The University of Edinburgh- run centre will carry out cutting-edge stem cell research to help find therapies for patients with conditions such as multiple sclerosis, Parkinson’s disease, motor neurone disease and heart and liver diseases. The centre is the first large-scale, purpose-built facility of its kind and provides accommodation for up to 250 stem cell scientists.
“It's fantastic to see a great research centre like this opening in Edinburgh,” said our source at Direct Liaisons, an Edinburgh-based sales and marketing company, “Edinburgh is already at the forefront of medical research, and this will help to push us even further.”
The centre, funded by the University of Edinburgh, Scottish Enterprise, the Medical Research Council (MRC) and the British Heart Foundation through its Mending Broken Hearts Appeal, was opened by the Princess Royal in her role as Chancellor of the University. It includes the most up-to-date facilities in the UK, which meet the highest guidelines, to manufacture stem cell lines that could be used for patient therapies.
Scottish Health Secretary Nicola Sturgeon said: “Patients are already reaping the benefits of the research and development taking place in labs and centres across Scotland and I am confident this is set to continue. This is an incredibly exciting and dynamic time for health care - a life changing discovery could be made at this location.”
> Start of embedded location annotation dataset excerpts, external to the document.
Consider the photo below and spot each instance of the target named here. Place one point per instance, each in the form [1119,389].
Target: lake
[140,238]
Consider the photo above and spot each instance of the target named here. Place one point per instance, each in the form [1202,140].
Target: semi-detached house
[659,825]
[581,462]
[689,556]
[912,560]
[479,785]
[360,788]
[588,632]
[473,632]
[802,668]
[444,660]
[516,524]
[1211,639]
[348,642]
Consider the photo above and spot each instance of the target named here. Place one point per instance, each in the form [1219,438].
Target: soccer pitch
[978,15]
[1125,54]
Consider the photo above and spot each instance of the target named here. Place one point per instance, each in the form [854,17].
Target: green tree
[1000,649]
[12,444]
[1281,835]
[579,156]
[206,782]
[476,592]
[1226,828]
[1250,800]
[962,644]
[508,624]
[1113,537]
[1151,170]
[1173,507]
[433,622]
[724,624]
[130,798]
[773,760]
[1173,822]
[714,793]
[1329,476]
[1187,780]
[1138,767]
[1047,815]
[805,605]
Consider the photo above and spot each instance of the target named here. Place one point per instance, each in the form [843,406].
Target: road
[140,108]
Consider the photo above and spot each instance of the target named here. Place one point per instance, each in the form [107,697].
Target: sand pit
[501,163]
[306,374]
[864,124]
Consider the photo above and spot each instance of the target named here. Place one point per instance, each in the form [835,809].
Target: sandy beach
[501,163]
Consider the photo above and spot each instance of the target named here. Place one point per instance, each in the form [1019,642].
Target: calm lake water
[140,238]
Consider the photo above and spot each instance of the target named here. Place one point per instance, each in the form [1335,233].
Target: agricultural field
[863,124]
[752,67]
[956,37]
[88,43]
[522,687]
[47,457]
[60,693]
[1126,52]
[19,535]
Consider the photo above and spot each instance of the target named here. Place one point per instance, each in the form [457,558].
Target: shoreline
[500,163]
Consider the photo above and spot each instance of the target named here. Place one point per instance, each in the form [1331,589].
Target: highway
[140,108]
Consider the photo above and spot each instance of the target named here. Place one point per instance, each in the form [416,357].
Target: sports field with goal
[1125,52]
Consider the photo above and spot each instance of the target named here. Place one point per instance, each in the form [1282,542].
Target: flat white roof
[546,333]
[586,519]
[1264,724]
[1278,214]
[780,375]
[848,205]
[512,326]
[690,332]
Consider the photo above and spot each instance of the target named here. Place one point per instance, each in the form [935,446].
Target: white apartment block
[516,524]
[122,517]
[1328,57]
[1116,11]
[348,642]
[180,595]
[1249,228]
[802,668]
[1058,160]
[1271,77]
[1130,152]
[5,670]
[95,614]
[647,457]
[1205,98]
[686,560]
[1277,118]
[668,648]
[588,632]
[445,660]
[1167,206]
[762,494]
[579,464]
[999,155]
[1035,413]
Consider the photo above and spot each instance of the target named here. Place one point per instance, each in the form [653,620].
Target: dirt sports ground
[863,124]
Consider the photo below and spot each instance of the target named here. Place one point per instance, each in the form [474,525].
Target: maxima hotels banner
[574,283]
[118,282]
“Let's hope that the investment in medical research in Edinburgh continues to grow,” said our source at Direct Liaisons, “We have the potential to really make a difference in the future, and really help future generations, through the work that is being done today, in Scottish research centres, by Scottish people.”
A new £24 million bio-incubator facility, called Nine, was also opened by the Princess Royal in Edinburgh. It will work in conjunction with the new research centre.